I do hope that this major flaw, this "women are victims" message we got from the rape attempt scene, is rectified by Blair's development in the next two films and/or by other women. Certainly there were a lot of women shown as warriors, even among the survivors. The tough takes-no-shit-from-the-macho-boys leader of a group of survivors, Virginia (Jane Alexander) and the (gotta say it) cliche cute savvy kid, Star , were actually quite wonderfully portrayed and played. They certainly could do better in regards to showing what fighters women can be.
Yes, it's a good action film and a great special effects film, flawed by portraying a woman fighter as needing a man to save her. It certainly reclaims the franchise despite that. And despite the fact that it just seemed lacking to me. Seemed to fall short of what the first two movies, well, felt like. Something that just moved me when I watched those that was lacking here. And it wasn't just that we only had Hamilton's Sarah in brief bits of her voice on tapes or the issues with that scene, it's certainly not due to the lack of a real-live Schwarzenegger nor Jame Cameron either.
I think the "spark" missing was that the first two movies where about something alien coming from the future into our world, it allowed us an identity with what was happening. It would be difficult to do this with a Future War feature, at least one where we're suddenly the aliens in a world we don't know. Perhaps it could have been recaptured if this trilogy started before or at Judgment Day, if it showed the arch of people suddenly thrust into The End Of The World As We/They Know It rather than starting after the Resistance has been already started. And if there were less military infrastructure left, more survivalist cells who would be more likely to follow John Connor. There is a loss of "this is happening to us" in this. I'm disappointed that it really showed nothing of that earlier period, at all. Perhaps one of the other movies will go back and address it? If so it will probably seem artificial now
This too is probably part of the reason the end seemed hokey and sort of pointless, as compared to the poignant endings of the first two. The first two simply touched something this one couldn't find. At the same time, it caused none of the nausea that the third and That TV Show caused...which is some saving grace, I suppose.

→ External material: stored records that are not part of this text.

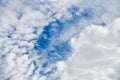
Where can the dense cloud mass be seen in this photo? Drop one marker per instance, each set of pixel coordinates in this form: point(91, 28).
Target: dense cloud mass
point(96, 53)
point(59, 39)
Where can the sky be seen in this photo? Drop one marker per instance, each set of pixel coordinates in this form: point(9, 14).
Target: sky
point(59, 39)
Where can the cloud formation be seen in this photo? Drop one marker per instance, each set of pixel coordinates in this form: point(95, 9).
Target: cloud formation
point(51, 25)
point(96, 53)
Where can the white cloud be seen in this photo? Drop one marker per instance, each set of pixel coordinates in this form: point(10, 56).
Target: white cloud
point(96, 53)
point(20, 18)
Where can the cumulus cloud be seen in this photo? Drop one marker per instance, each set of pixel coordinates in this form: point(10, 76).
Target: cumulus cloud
point(23, 22)
point(96, 53)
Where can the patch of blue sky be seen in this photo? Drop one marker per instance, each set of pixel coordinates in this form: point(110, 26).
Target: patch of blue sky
point(48, 73)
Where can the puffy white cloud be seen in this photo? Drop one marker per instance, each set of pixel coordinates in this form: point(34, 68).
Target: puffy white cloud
point(22, 21)
point(96, 53)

So, it does not compare to the first two movies, for all it so superior to the third and That TV Show. Something was needed because of those two offenses, but I still feel that they shouldn't have existed in the first place. Without them I might be tearing this movie apart even more not only for the offensive sexism of the way Blair Williams story was written, but for not living up to the first two movies. But after them, it seems really good...other than....well, ....do I need to say it again?
All in all, I still think that there should only have been two movies. That's it. Ever. Nothing else on film, period. But as it is, we need something to wash the ick of
T3 and That TV Show....hopefully the next two will wash away the ick of sexism.